There are also other plants that have similar effects on cats, some of which may appeal to a wider variety of felines than regular old catnip. In a 2017 study in the journal BMC Veterinary Research, researchers tested feline responses to not just catnip, but several other plants containing compounds similar in structure to nepetalactone, like valerian root, Tatarian honeysuckle, and silver vine. They found that 94 percent of cats responded to at least one of the plants, if not more than one. The majority of the cats that didn’t respond to catnip itself did respond to silver vine, suggesting that plant might be a potential alternative for cats that seem immune to catnip’s charms.

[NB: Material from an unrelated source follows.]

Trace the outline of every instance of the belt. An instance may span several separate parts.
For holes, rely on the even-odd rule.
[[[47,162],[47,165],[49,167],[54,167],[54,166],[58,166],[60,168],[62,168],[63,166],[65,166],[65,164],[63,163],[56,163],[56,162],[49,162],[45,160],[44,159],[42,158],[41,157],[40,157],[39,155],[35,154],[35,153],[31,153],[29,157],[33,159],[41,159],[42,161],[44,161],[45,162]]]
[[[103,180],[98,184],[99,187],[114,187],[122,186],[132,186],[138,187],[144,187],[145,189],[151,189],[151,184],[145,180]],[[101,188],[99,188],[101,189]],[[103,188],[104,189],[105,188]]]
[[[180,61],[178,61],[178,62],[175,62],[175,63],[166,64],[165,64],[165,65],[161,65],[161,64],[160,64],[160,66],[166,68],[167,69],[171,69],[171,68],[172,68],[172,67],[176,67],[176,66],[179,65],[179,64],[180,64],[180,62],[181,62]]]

Despite the name, domestic cats aren’t the only species that love catnip. Many other feline species enjoy it, too, including lions and jaguars, though tigers are largely indifferent to it. The scent of the plant also attracts butterflies. (However, no matter what you’ve heard, humans can’t get high off it. When made into a tea, though, it reportedly has mild sedative effects.)

The reason Nepeta cataria releases nepetalactone doesn’t necessarily have to do with giving your cat a buzz. The fact that it gives cats that little charge of euphoria may be purely coincidental. The chemical is an insect repellant that the plant emits as a defense mechanism against pests like aphids. According to the American Chemical Society, nepetalactone attracts wasps and other insect predators that eat aphids, calling in protective reinforcements when the plant is in aphid-related distress. That it brings all the cats to the yard is just a side effect.

Because of this, catnip may have even more uses in the future beyond sending cats into a delighted frenzy. Rutgers University has spent more than a decade breeding a more potent version of catnip, called CR9, which produces more nepetalactone. It’s not just a matter of selling better cat toys; since catnip releases the compound to ward off insects, it’s also a great mosquito repellant, one that scientists hope can one day be adapted for human use. In that case, you might be as excited about catnip as your cat is.